Ten rysunek przedstawia utrwalone komórki CTL w żelu kolagenowym 3D wybarwionym endogenną perforyną-1 i aktyną. Próbka była oświetlana z jednej strony lub z obu stron. Z różnych pozycji Z komórki są równomiernie wybarwione, co wskazuje na dobrą penetrację przeciwciał do żeli kolagenowych.
Naprawiono CTL wykazywał taką samą morfologię jak żywe komórki, co wskazuje, że morfologia jest dobrze zachowana w tym protokole. Próbując wykonać tę procedurę, bardzo ważne jest, aby pamiętać o unikaniu pęcherzyków powietrza i odpowiednim dostosowaniu wartości pH. Po tej procedurze można zastosować inne metody, takie jak barwienie żywych komórek określonymi cząsteczkami powierzchniowymi, aby odpowiedzieć na dodatkowe pytania, takie jak skorelowanie zachowania komórki z różnicowaniem lub z różnymi podtypami komórek lub zbadanie interakcji komórka-komórka i losu komórki.
Po jej opracowaniu technika ta utorowała drogę naukowcom z dziedziny biologii komórki, immunologii i badań nad rakiem do badania zachowania komórek, losu komórek, różnicowania i interakcji komórek w najbardziej fizjologicznie istotnym systemie in vitro. Po obejrzeniu tego filmu powinieneś dobrze zrozumieć, jak przygotować próbki z komórkami osadzonymi w trójwymiarowej matrycy kolagenowej, jak wizualizować próbki za pomocą mikroskopii świetlnej, na żywo lub stacjonarnie, oraz jak śledzić migrację komórek w 3D.

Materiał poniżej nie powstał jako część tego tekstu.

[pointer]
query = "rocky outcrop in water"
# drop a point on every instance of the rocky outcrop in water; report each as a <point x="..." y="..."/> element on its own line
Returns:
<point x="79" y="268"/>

View the full transcript and gain access to thousands of scientific videos
Ten artykuł przedstawia protokół wizualizacji komórek odpornościowych w trójwymiarowym macierzy kolagenowej za pomocą mikroskopii świetlnej arkuszowej. Zawiera również szczegółowe metody śledzenia migracji komórek w tym 3D środowisku.